No caminaban, volaban. Los pájaros cantaban a su alrededor, el viento les acariciaba los oídos y el silencio y la paz flotaban en el aire. Solo que no había gente cerca. Martha lo notó enseguida. Y de repente se sintió triste.

«Parece que la gente no tiene cabida en este puente», pensó con añoranza.

Cuando llegaron al final del arcoíris, Big desapareció, como si se hubiera disuelto. «Debió de haber corrido hacia su milagro», pensó, y, agachando las orejas, se dirigió lentamente hacia el bosque. En lo más profundo de su ser, un rayo de esperanza brillaba: tal vez allí volvería a ver a la abuela Tanya…

El claro del bosque, envuelto en una ligera niebla, la recibió en silencio. Marta se sentó en el límite entre la luz y la penumbra. Y entonces una figura emergió de la niebla.

«Martusya…», llamó una voz familiar.

«¡No puede ser!», negó con la cabeza. Pero la niebla se disipó y sus rasgos familiares se hicieron visibles: un delantal colorido, un vestido azul con cuello blanco.
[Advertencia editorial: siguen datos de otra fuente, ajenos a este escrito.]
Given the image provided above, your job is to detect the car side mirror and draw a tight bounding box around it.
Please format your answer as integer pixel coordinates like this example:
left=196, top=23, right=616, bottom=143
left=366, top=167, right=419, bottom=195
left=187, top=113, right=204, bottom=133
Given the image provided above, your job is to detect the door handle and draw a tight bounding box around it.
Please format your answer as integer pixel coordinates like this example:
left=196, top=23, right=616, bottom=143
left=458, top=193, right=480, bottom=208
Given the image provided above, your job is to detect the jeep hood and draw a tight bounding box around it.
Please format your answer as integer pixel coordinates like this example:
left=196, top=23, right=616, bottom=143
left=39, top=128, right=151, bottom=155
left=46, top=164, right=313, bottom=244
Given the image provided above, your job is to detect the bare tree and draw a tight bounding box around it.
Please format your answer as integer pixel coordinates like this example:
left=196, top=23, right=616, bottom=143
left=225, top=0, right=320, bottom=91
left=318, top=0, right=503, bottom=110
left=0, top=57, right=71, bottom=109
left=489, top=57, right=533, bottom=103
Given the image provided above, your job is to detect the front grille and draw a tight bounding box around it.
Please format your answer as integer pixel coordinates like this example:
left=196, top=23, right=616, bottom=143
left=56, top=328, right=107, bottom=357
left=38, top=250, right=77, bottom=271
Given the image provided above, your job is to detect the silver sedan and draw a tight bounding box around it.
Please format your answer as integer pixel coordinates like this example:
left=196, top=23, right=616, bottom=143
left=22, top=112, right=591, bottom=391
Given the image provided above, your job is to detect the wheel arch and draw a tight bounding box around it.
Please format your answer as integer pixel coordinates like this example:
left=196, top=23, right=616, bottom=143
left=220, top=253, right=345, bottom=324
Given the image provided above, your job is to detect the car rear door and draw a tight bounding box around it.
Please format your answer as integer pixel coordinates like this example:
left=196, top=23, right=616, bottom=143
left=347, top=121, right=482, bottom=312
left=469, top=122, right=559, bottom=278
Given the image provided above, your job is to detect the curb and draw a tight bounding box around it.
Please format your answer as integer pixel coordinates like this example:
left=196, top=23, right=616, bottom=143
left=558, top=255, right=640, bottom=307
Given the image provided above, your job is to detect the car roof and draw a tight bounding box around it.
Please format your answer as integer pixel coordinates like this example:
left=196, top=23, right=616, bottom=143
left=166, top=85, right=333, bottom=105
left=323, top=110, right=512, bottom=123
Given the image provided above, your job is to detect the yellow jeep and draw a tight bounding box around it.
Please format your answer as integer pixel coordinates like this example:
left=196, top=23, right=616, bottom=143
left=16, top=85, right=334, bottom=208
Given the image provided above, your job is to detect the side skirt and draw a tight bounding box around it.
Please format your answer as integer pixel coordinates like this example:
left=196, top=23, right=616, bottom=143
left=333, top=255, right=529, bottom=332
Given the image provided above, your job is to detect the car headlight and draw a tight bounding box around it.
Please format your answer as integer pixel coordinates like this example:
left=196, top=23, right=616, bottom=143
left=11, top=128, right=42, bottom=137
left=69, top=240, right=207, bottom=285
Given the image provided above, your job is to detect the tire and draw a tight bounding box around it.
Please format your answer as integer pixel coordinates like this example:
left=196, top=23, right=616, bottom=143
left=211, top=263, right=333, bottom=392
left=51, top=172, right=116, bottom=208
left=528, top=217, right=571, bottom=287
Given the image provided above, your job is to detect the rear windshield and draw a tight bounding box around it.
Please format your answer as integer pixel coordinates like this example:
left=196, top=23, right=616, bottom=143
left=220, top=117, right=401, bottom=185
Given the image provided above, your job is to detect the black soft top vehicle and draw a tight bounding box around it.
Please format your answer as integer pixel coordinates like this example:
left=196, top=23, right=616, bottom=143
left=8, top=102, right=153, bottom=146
Era ella.

«¡Martha!», volvió a llamar.

La perra saltó y se abalanzó hacia ella con un chillido de alegría. Metió el hocico en la tela familiar e inhaló ese olor tan familiar. Una cálida palma la acarició, desde la coronilla hasta la cola.

«¿Es posible?», susurró Marta.

«Aquí ocurre», sonrió Baba Tanya. «Cada uno tiene su propio arcoíris. Y también su propio milagro». Se adentraron juntos en la ligera niebla. Dos almas viejas: un perro y un hombre. Hacia su propio milagro especial. El que los aguardaba.